Having chosen our metrics for identifying anomalies we can now run a very simple anomaly detection algorithm to find the ‘spikes’ of interest. We report any epoch where either of the two metrics (effectiveness/accuracy) is more than 10 standard devations from the baseline. We will start from epoch 4000 to exclude the roughtime incident.

Results are shown in the table below, which appears to show that attestation effectiveness is a more sensitive metric. However, for one of the anomalies (epoch 4805), the attestation accuracy deviated almost as far.

input 63 [click to view code]
# basic anomaly detection over attestation effectiveness and accuracy

sensitivity = 10
print("epoch effectiveness accuracy")
for epoch in range(4000,n_epochs):
    if abs(ae_norm.iloc[epoch]) > sensitivity or abs(ac_norm.iloc[epoch]) > sensitivity:
        print(f"{epoch}".rjust(5), f"{ae_norm.iloc[epoch]:.1f}".rjust(9), f"{ac_norm.iloc[epoch]:.1f}".rjust(9))
    epoch effectiveness accuracy
     4805     -16.7     -14.9
     4822     -13.3      -1.0
    10591     -11.0       0.3
    13334     -10.7      -2.3
    13690     -12.4       0.5
    13691     -21.8       0.7
    13932     -10.8      -0.3
    14302     -22.5       0.6
    14303     -15.7      -1.8
    14305     -10.2      -0.6
    14308     -11.9       0.3


In this article, we’ve seen how network conditions can impact on a range of metrics derived from eth2 client data. We’ve also seen how these metrics could be used for anomaly detection, to highlight periods of increased stress, and perhaps hint at their causes.

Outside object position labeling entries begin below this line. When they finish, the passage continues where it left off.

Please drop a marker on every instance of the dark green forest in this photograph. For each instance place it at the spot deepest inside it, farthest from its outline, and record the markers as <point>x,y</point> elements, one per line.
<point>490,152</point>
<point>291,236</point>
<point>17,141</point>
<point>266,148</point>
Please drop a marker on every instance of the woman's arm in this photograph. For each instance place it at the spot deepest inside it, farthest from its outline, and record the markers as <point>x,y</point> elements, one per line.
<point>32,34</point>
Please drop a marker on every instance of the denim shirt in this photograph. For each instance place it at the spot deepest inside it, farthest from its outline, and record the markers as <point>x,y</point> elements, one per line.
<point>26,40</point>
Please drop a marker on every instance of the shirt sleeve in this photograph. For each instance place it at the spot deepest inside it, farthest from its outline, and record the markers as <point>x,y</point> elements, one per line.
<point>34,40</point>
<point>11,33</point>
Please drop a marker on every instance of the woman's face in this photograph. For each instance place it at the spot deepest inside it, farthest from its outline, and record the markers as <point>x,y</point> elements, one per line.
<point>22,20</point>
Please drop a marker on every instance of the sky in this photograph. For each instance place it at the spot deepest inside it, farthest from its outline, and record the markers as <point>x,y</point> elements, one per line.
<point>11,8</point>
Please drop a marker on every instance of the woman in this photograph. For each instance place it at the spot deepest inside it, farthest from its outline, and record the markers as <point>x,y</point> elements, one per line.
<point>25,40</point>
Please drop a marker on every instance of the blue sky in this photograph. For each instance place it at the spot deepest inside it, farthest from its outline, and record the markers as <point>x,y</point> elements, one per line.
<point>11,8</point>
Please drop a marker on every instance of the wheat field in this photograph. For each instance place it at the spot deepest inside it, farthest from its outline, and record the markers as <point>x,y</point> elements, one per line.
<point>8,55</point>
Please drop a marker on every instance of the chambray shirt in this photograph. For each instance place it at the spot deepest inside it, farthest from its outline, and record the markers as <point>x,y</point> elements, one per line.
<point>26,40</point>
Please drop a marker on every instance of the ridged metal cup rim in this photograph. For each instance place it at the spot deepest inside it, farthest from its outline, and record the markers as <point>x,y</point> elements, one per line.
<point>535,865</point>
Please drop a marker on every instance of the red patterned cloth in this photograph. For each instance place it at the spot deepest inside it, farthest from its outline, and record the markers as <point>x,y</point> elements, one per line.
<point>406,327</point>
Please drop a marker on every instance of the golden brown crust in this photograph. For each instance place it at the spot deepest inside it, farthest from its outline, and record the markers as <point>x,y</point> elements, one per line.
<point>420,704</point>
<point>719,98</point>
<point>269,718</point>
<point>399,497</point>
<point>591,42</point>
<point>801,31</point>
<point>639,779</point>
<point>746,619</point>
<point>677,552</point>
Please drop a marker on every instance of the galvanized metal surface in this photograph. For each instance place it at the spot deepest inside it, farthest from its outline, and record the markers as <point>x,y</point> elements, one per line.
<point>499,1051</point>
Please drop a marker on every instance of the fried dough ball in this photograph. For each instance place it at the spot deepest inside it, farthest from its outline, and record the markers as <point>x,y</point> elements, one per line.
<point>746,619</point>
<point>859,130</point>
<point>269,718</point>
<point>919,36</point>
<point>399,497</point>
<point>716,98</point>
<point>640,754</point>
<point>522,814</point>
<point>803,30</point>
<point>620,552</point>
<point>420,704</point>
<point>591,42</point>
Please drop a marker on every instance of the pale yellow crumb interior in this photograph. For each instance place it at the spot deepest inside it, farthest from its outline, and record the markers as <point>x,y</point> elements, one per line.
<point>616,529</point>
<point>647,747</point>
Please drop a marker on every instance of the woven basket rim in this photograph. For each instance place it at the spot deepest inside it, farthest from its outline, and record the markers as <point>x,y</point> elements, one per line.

In particular, we found that the attestation effectiveness and attestation accuracy sometimes seemed to contain complementary information about types of network stress.

To understand exactly what was happening for each of these anomalous epochs, it would be necessary to look in much more detail about what was happening slot by slot for each of the metrics (and perhaps consider additional information), which could be the subject of a future article.


Many thanks to Barnabé Monnot for helping me get attestation accuracy right.